Il répartit le territoire en quatre zones : les espaces urbains, les espaces d’équipement et d’urbanisation futures, les espaces agricoles et une zone de paysages et sites patrimoniaux à préserver.
Si certaines villes de la Champagne ou de la Moselle en constant dépeuplement recevaient un surplus d’activités en provenance de l’agglomération parisienne, nous aurions peut-être évité la construction de bureaux et de logements supplémentaires dans les ZAC Clichy-Batignolles et Paris Rive Gauche au profit du maintien, sur ces deux espaces, d’infrastructures pour le redéveloppement du fret ferroviaire et de l’aménagement d’un parc paysager. Lancé en mars 2018, le programme Action Cœur de ville repose sur le même écueil d’échelles. Au contraire, une vision globale des déséquilibres économiques et démographiques réactualise l’idée, défendue par le géographe Jean-François Gravier, d’un rééquilibrage par une démétropolisation modérée et un redéploiement des infrastructures territoriales dans les régions où le niveau d’équipement fait défaut.
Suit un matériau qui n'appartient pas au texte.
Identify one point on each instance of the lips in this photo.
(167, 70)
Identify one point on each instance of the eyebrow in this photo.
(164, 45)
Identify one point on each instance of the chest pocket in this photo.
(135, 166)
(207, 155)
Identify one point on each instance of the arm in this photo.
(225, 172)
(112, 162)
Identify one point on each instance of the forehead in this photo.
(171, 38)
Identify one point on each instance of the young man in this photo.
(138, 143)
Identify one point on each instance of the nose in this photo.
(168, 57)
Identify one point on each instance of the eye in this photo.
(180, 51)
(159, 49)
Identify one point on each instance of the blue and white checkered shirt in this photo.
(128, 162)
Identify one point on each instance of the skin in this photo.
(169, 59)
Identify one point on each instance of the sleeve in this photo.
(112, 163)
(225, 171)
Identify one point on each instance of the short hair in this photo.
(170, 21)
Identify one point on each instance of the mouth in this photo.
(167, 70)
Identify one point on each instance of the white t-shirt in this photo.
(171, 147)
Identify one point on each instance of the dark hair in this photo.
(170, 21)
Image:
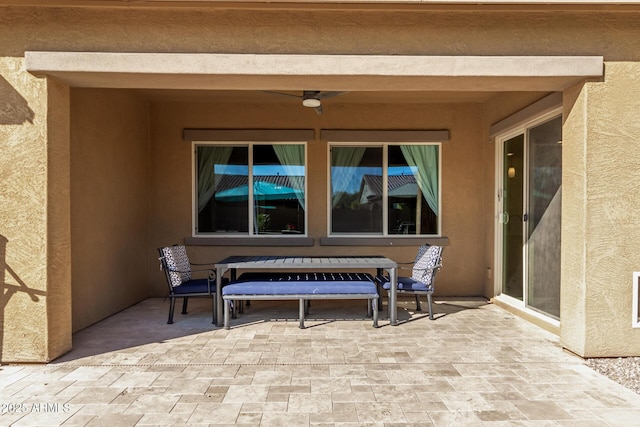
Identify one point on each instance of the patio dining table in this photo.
(283, 262)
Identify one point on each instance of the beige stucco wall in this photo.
(44, 230)
(601, 213)
(34, 212)
(462, 177)
(109, 202)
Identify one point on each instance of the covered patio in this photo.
(476, 364)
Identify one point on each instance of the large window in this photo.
(250, 189)
(388, 189)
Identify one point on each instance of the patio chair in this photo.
(427, 263)
(177, 268)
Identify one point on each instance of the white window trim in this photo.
(249, 234)
(385, 215)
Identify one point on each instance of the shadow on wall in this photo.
(10, 289)
(14, 109)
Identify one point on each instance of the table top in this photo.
(306, 262)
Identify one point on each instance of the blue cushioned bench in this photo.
(302, 287)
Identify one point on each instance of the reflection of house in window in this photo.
(277, 204)
(408, 212)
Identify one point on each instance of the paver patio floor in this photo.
(476, 365)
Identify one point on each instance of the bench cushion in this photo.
(282, 284)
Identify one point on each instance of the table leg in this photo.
(393, 309)
(219, 313)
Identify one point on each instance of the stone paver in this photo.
(475, 365)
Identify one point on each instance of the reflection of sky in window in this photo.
(402, 170)
(356, 178)
(262, 170)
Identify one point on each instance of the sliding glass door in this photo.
(530, 188)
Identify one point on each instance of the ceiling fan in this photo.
(310, 98)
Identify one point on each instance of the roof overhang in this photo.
(317, 72)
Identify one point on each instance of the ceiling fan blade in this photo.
(322, 95)
(282, 94)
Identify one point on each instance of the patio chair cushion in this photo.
(406, 284)
(178, 264)
(195, 286)
(427, 259)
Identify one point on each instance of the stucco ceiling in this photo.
(354, 97)
(365, 78)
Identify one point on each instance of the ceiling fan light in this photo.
(311, 102)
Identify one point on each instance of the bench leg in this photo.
(301, 314)
(172, 307)
(227, 313)
(374, 306)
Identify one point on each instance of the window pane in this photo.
(278, 189)
(543, 225)
(356, 190)
(223, 201)
(413, 189)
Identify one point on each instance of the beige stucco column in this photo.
(601, 213)
(35, 309)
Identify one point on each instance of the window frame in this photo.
(385, 195)
(250, 233)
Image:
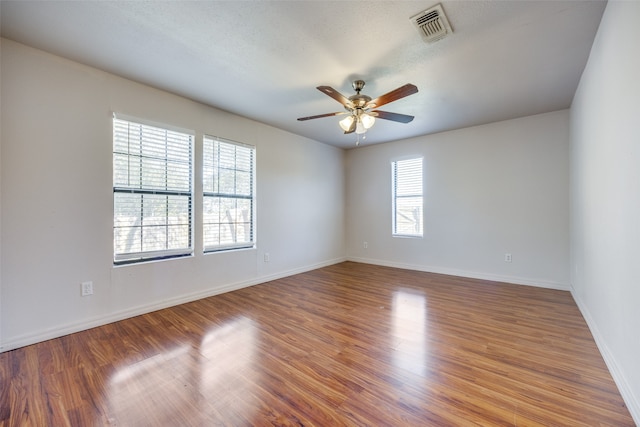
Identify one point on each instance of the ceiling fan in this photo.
(360, 108)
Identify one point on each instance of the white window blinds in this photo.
(152, 192)
(228, 194)
(407, 197)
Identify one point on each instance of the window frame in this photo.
(187, 193)
(395, 197)
(234, 196)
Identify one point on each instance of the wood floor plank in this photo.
(346, 345)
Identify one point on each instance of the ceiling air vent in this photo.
(432, 24)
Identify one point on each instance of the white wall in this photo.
(489, 190)
(56, 187)
(605, 190)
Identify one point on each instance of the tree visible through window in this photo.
(228, 196)
(152, 192)
(407, 197)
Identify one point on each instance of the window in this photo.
(228, 195)
(407, 197)
(152, 192)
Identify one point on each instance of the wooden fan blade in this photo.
(402, 118)
(394, 95)
(301, 119)
(328, 90)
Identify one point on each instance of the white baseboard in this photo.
(632, 401)
(71, 328)
(469, 274)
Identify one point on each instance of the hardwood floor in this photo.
(350, 344)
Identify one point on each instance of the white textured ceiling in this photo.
(263, 59)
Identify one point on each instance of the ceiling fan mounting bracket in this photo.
(357, 85)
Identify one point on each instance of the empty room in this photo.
(319, 213)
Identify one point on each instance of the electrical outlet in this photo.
(87, 288)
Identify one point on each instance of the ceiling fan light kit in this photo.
(360, 108)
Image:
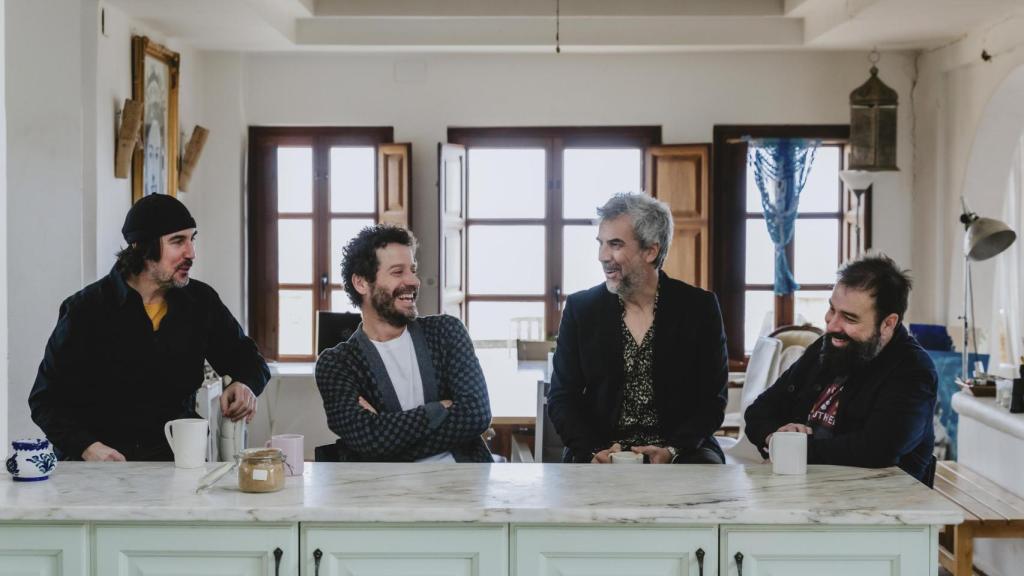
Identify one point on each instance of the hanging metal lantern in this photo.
(872, 124)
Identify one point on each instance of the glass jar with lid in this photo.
(261, 469)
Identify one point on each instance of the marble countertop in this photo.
(499, 493)
(986, 411)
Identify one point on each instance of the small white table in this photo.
(990, 441)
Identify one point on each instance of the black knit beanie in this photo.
(154, 216)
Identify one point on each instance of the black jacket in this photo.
(107, 376)
(690, 369)
(885, 409)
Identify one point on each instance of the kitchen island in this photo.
(474, 519)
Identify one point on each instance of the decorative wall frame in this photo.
(155, 83)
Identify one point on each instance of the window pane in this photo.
(295, 251)
(295, 179)
(506, 259)
(506, 183)
(493, 321)
(295, 321)
(580, 266)
(342, 231)
(340, 301)
(810, 307)
(760, 253)
(816, 251)
(821, 191)
(591, 176)
(759, 316)
(352, 176)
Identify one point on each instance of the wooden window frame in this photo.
(262, 216)
(554, 140)
(729, 161)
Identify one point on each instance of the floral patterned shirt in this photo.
(638, 423)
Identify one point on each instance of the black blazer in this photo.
(690, 369)
(885, 409)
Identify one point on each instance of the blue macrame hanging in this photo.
(781, 166)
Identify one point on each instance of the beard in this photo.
(628, 284)
(383, 302)
(168, 281)
(852, 357)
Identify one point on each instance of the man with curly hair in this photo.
(401, 388)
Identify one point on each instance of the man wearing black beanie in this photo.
(128, 351)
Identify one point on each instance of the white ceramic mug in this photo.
(291, 445)
(32, 459)
(787, 452)
(187, 440)
(627, 458)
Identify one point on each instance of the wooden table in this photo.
(989, 511)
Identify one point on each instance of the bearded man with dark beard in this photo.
(401, 388)
(864, 393)
(128, 352)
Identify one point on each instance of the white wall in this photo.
(66, 218)
(423, 95)
(970, 117)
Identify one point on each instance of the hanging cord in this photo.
(558, 27)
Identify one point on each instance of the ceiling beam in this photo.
(539, 33)
(527, 8)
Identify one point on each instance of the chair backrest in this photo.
(334, 327)
(761, 370)
(547, 444)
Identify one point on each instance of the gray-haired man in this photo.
(641, 361)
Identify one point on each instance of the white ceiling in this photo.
(584, 26)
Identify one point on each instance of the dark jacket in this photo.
(449, 369)
(690, 369)
(108, 376)
(885, 409)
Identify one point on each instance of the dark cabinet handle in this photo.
(278, 552)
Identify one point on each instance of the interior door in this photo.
(677, 174)
(452, 206)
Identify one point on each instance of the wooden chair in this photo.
(989, 511)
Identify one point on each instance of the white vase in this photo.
(32, 460)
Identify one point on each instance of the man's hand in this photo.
(655, 454)
(367, 406)
(238, 402)
(99, 452)
(793, 426)
(604, 456)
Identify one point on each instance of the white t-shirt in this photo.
(403, 369)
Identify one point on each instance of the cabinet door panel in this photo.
(837, 551)
(201, 550)
(404, 550)
(28, 549)
(613, 550)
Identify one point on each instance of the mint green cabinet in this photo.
(614, 550)
(133, 549)
(406, 549)
(858, 550)
(44, 549)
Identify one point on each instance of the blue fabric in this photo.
(947, 364)
(781, 165)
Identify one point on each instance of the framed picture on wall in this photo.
(155, 83)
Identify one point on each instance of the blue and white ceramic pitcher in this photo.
(33, 459)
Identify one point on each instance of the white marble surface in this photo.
(499, 493)
(987, 412)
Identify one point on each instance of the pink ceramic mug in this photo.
(291, 445)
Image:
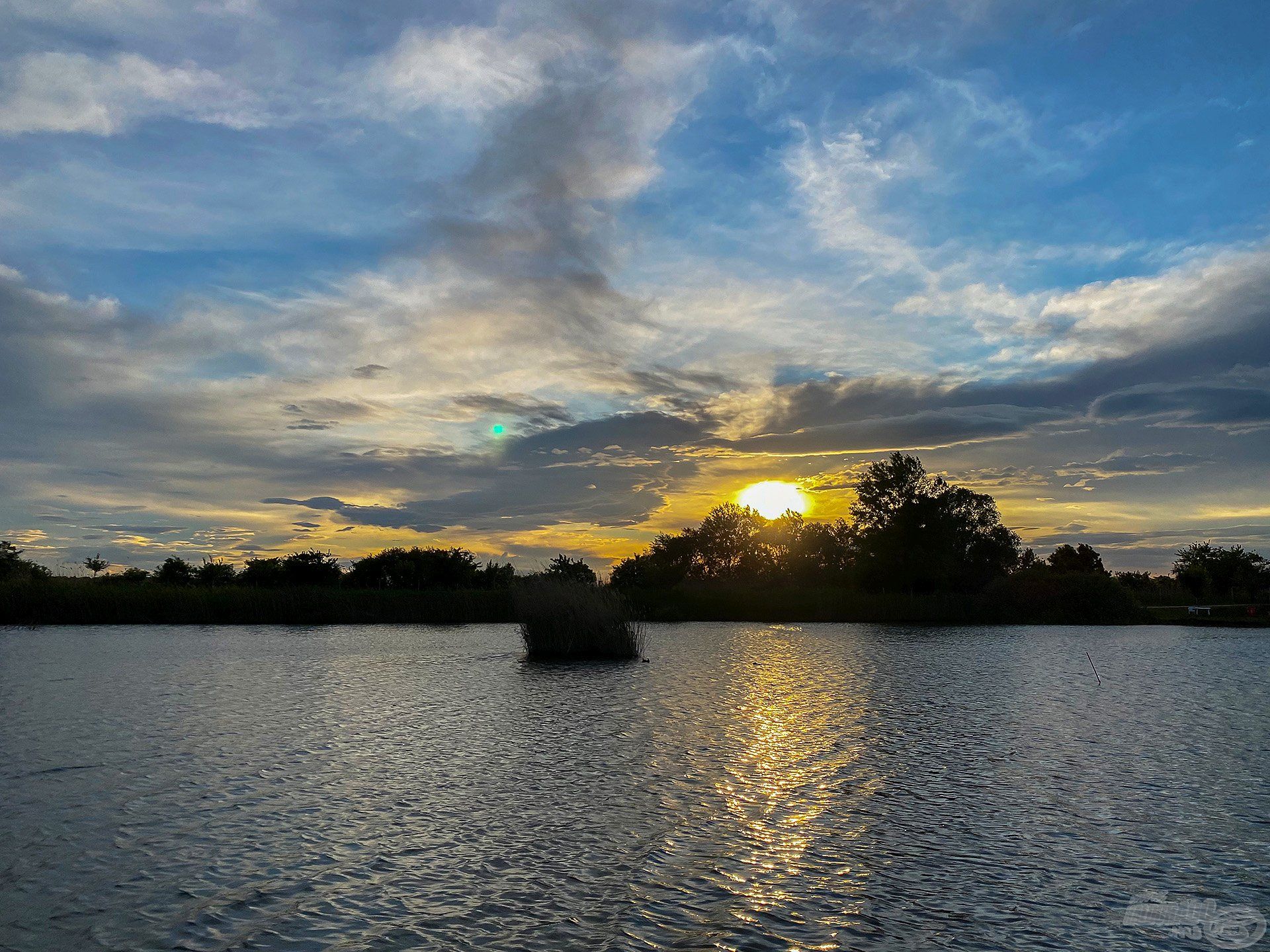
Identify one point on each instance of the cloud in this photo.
(1213, 292)
(535, 413)
(1126, 463)
(1226, 404)
(465, 69)
(58, 92)
(840, 180)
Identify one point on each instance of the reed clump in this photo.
(564, 621)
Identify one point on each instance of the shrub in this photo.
(214, 571)
(567, 621)
(263, 573)
(312, 568)
(566, 569)
(1043, 596)
(15, 568)
(175, 571)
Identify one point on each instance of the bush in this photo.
(1047, 597)
(563, 621)
(175, 571)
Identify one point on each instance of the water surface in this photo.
(753, 787)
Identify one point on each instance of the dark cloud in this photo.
(923, 429)
(1235, 409)
(546, 479)
(1124, 463)
(306, 424)
(535, 413)
(140, 530)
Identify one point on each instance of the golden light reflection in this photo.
(798, 783)
(774, 498)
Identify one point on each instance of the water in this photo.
(755, 787)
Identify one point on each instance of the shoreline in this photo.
(87, 602)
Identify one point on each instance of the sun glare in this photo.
(774, 498)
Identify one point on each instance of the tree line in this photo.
(910, 532)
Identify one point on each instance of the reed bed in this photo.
(562, 622)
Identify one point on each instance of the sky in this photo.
(553, 276)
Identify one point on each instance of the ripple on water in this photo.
(757, 787)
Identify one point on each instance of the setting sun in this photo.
(774, 498)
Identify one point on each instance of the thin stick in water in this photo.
(1095, 669)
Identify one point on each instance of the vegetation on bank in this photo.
(571, 621)
(916, 549)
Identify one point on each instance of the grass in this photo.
(562, 621)
(87, 602)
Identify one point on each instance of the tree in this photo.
(15, 568)
(1205, 569)
(497, 575)
(215, 573)
(95, 564)
(919, 534)
(175, 571)
(263, 573)
(419, 569)
(723, 543)
(312, 568)
(1079, 559)
(571, 571)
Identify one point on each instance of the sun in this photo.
(774, 498)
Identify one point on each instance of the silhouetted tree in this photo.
(572, 571)
(1146, 586)
(1205, 569)
(1076, 559)
(215, 573)
(263, 573)
(917, 532)
(312, 568)
(497, 575)
(175, 571)
(95, 564)
(421, 569)
(15, 568)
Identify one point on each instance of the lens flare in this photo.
(774, 498)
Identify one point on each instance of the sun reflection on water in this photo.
(780, 846)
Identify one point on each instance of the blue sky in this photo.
(271, 272)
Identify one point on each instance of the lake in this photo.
(752, 787)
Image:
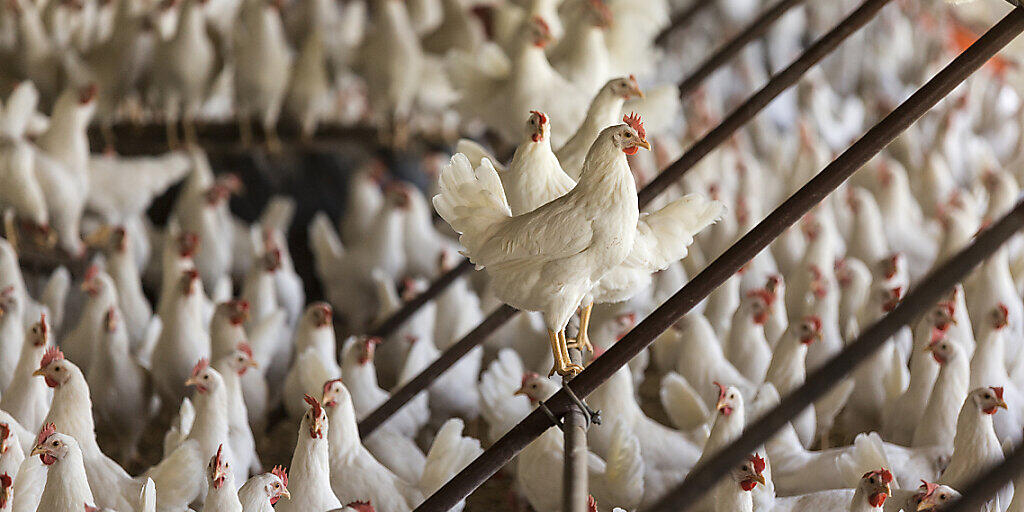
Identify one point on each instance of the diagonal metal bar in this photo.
(697, 152)
(985, 487)
(682, 18)
(779, 83)
(933, 288)
(758, 28)
(719, 270)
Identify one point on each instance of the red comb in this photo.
(218, 457)
(763, 294)
(53, 353)
(721, 390)
(998, 391)
(815, 321)
(634, 121)
(281, 472)
(542, 24)
(929, 488)
(246, 349)
(48, 430)
(200, 366)
(759, 463)
(360, 507)
(327, 385)
(317, 410)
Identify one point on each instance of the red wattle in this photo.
(878, 499)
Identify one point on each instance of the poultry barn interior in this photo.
(511, 255)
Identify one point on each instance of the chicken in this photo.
(11, 335)
(124, 270)
(369, 479)
(232, 368)
(735, 496)
(581, 55)
(262, 492)
(28, 399)
(67, 487)
(975, 446)
(121, 389)
(938, 423)
(310, 477)
(188, 65)
(220, 480)
(515, 249)
(182, 341)
(307, 98)
(393, 66)
(72, 408)
(101, 295)
(528, 82)
(262, 65)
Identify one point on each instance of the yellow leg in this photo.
(568, 369)
(583, 338)
(556, 352)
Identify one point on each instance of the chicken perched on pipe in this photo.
(551, 258)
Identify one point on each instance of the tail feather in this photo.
(685, 408)
(625, 470)
(450, 453)
(471, 201)
(178, 478)
(868, 454)
(476, 153)
(664, 236)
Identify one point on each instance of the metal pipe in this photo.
(728, 263)
(758, 28)
(778, 83)
(932, 288)
(674, 172)
(574, 476)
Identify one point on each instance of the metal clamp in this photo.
(592, 416)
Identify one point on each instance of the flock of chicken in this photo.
(199, 334)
Encore faut-il savoir anticiper ces dynamiques grâce à la démographie prospective, une discipline aujourd’hui marginalisée.
De l’usage de la planification pour l’aménagement
Dans un second temps, ce plan d’affection supposerait de mettre fin à l’exception de l’urbanisme commercial en renversant la hiérarchie des normes : alors que depuis quarante ans, on a vu certains collectivités « bâtisseurs » faire construire sur la base des projets de promotion commerciale ou immobilière qui leur sont présentés, l’approche planificatrice adopterait la logique inverse en établissant d’abord le plan d’urbanisme pour attribuer ensuite la passation des marchés aux entreprises. L’autre acquis majeur consisterait à réviser une part importante des PLU par les municipalités pour les rendre compatibles avec les limites d’extension urbaine et une nouvelle réglementation écologique de l’urbanisme (certaines dispositions existent déjà dans les PLU grâce à la loi SRU). Pour rendre le périurbain pleinement urbain, il s’agit de rendre obligatoire l’adoption par chaque municipalité d’un plan de réaménagement de ses espaces périphériques si celui n’existe déjà, en évitant si possible le plan d’extension, surtout dans les zones de très faible densité. Ces espaces peuvent être densifiés en habitat intermédiaire, une morphologie bâtie qui se caractérise par des maisons individuelles groupées. Alternatif au modèle pavillonnaire comme aux ensembles collectifs de grande hauteur, il réduit la consommation d’énergie par rapport à la maison individuelle et harmonise l’aménagement des parties communes contre la fâcheuse tendance hexagonale à bétonner les jardinets, enclore les terrains et boucher le paysage. Le logement groupé libère l’emprise au sol pour renaturer en pleine terre les cœurs d’îlot (c’est-à-dire dans l’ensemble des espaces ni bâtis, ni viaires) et y créer des parcs paysagers d’un seul tenant, avec des essences locales, dont le coefficient de biotope (1) est bien plus élevé que la végétalisation partielle des toitures (0,4) et des murs (0,2). La loi devrait définir clairement ces critères et fixer des seuils minimums afin que les plans d’urbanisme puissent s’y conformer. Les espaces périurbains recevraient alors le même soin architectural que les centre-villes protégés par la législation des monuments historiques, et deviendraient enfin ces « villes organiques » que le penseur américain Lewis Mumford appelait de ses vœux.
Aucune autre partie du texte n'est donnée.